Riot Has Taken Over Twitch

Amiel Rose Andres - August 3, 2022
Riot Has Taken Over Twitch

The month of July marked a turning point for Riot Games on Twitch. League of Legends and VALORANT, the developer’s two most popular games, attracted the most viewers on the service.

League topped the list with 121.3 million hours, an increase of 2.4 percent from the previous month. All year long, the classic MOBA has dominated the charts. But VALORANT was the real star of the show. Over the course of the month, 121 million hours of the lively first-person shooter were watched by viewers, virtually matching League’s figures. The difference was that it saw a significant 18.8% rise in viewers, which is equivalent to about 20 million hours. In order to take second place, it also dethroned GTA V. 

Apart from GTA V, Apex Legends, Minecraft, CS:GO, Fortnite, and Dota 2 were the games with the next highest viewership, bringing in between 45 and 55 million hours—less than half of Riot’s games. But their increase in views in July wasn’t a coincidence. It happened at the same time as other live-streamed esports competitions, including the LEC, LCS, LCK, and VCT 2022: Stage 2 Masters Copenhagen. Nevertheless, since Valve held second and third on Twitch with CS:GO and Dota 2 in 2016, other developers haven’t been able to match it. League was still in charge at the time.

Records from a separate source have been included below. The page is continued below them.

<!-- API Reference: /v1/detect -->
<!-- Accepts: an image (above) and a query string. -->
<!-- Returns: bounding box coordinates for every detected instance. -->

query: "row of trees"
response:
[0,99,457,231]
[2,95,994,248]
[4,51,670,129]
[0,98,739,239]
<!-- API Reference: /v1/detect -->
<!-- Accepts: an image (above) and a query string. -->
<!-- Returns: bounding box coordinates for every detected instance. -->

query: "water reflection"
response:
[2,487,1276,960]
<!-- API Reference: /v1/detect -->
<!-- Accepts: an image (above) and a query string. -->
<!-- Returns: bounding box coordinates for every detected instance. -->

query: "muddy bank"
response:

Riot now boasts the most popular first-person shooter and MOBA on the system. If their much awaited MMO lives up to the hype, they might also have the MMO with the highest viewership.

As we’ve seen with Blizzard games like Overwatch and World of Warcraft, Twitch viewership isn’t the end-all, be-all indicator of a game’s popularity, but it’s still an impressive feat.